It came up again in May 2010. Egypt is now speaking for the Non-Aligned Movement, 118 countries, they’re this year’s representative, and they pressed pretty hard for a move in that direction. The pressure was so strong that the United States accepted it in principle and claims to be committed to it, but Hillary Clinton said the time’s “not ripe for establishing the zone.” And the administration just endorsed Israel’s position, essentially saying, “Yes, but only after a comprehensive peace agreement in the region,” which the US and Israel can delay indefinitely. So, that’s basically saying, “it’s fine, but it’s never going to happen.” And this is barely ever reported, so nobody knowsabout it. Just as almost nobody knows about Obama informing India and Israel that the resolutions don’t apply to them. All of this just increases the risk of nuclear war.
It’s more than that actually. You know, the threats against Iran are nontrivial and that, of course, induce them to move toward nuclear weapons as a deterrent. Obama in particular has strongly increased the offensive capacity that the US has on the island of Diego Garcia, which is a major military base they use for bombing the Middle East and Central Asia. In December 2009, the navy dispatched a submarine tender for nuclear submarines in Diego Garcia. Presumably they were already there, but this is going to expand their capacity, and they certainly have the capacity to attack Iran with nuclear weapons. And he also sharply increased the development of deep-penetration bombs, a program that mostly languished under the Bush administration. As soon as Obama came in, he accelerated it, and it was quietly announced—but I think not reported here—that they put a couple of hundred of them in Diego Garcia. That’s all aimed at Iran. Those are all pretty serious threats.

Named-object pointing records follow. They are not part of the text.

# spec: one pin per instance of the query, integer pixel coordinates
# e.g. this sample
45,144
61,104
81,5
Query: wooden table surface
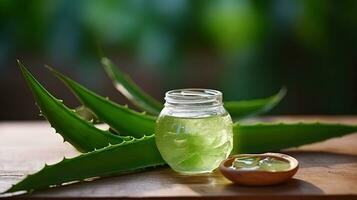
327,169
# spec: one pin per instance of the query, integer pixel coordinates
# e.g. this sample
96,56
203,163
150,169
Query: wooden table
328,170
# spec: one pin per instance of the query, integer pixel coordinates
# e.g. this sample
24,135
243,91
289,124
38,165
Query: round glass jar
194,131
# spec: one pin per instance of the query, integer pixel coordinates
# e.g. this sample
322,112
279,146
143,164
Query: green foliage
243,109
130,156
138,154
237,109
120,118
130,90
264,137
80,133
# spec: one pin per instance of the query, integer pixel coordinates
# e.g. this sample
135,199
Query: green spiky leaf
120,118
264,137
243,109
130,90
129,156
80,133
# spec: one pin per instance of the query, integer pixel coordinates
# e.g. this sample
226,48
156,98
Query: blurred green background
247,49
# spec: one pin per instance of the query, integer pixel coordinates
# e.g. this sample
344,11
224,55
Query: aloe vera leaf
130,90
120,118
135,155
243,109
264,137
86,114
80,133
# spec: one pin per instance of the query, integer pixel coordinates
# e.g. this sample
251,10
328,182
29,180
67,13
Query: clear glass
194,131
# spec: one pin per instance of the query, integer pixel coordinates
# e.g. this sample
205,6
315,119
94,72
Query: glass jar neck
193,99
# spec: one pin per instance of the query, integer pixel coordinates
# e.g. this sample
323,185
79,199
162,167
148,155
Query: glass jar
194,131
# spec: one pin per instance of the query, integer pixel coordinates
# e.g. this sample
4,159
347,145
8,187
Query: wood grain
327,170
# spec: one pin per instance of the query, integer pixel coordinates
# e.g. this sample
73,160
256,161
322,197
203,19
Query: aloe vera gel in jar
194,131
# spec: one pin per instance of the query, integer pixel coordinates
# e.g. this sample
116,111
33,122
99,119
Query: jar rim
189,97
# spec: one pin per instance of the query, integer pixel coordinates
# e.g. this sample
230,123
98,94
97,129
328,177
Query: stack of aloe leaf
129,144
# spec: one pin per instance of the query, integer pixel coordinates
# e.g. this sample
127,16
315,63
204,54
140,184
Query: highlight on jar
194,131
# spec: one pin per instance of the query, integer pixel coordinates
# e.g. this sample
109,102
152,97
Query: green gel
270,164
194,145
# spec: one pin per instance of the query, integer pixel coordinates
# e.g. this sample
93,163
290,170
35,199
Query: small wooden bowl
255,177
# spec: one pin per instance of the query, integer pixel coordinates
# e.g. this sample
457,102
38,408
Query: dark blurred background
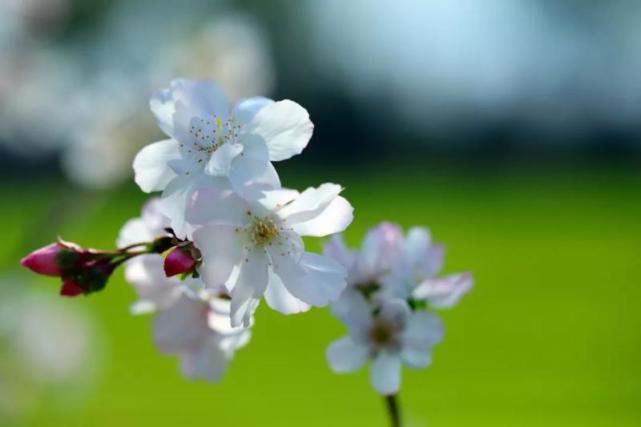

Actually, the question of the Iranian threat is quite interesting. It’s discussed as if that’s the major issue of the current era. And not just in the United States, Britain too. This is “the year of Iran,” Iran is the major threat, the major policy issue. It does raise the question: What’s the Iranian threat? That’s never seriously discussed, but there is an authoritative answer, which isn’t reported. The authoritative answer was given by the Pentagon and intelligence in April 2010; they have an annual submission to Congress on the global security system, and of course discussed Iran. They made it very clear that the threat is not military. They said Iran has very low military spending even by the standards of the region; their strategic doctrine is completely defensive, it’s designed to deter an invasion long enough to allow diplomacy to begin to operate; they have very little capacity to deploy force abroad. They say if Iran were developing nuclear capability, which is not the same as weapons, it would be part of the deterrent strategy,which is what most strategic analysts take for granted, so there’s no military threat. Nevertheless, they say it’s the most significant threat in the world. What is it? Well, that’s interesting. They’re trying to extend their influence in neighboring countries; that’s what’s called destabilizing. So if we invade their neighbors and occupy them, that’s stabilizing. Which is a standard assumption. It basically says, “Look, we own the world.” And if anybody doesn’t follow orders, they’re aggressive.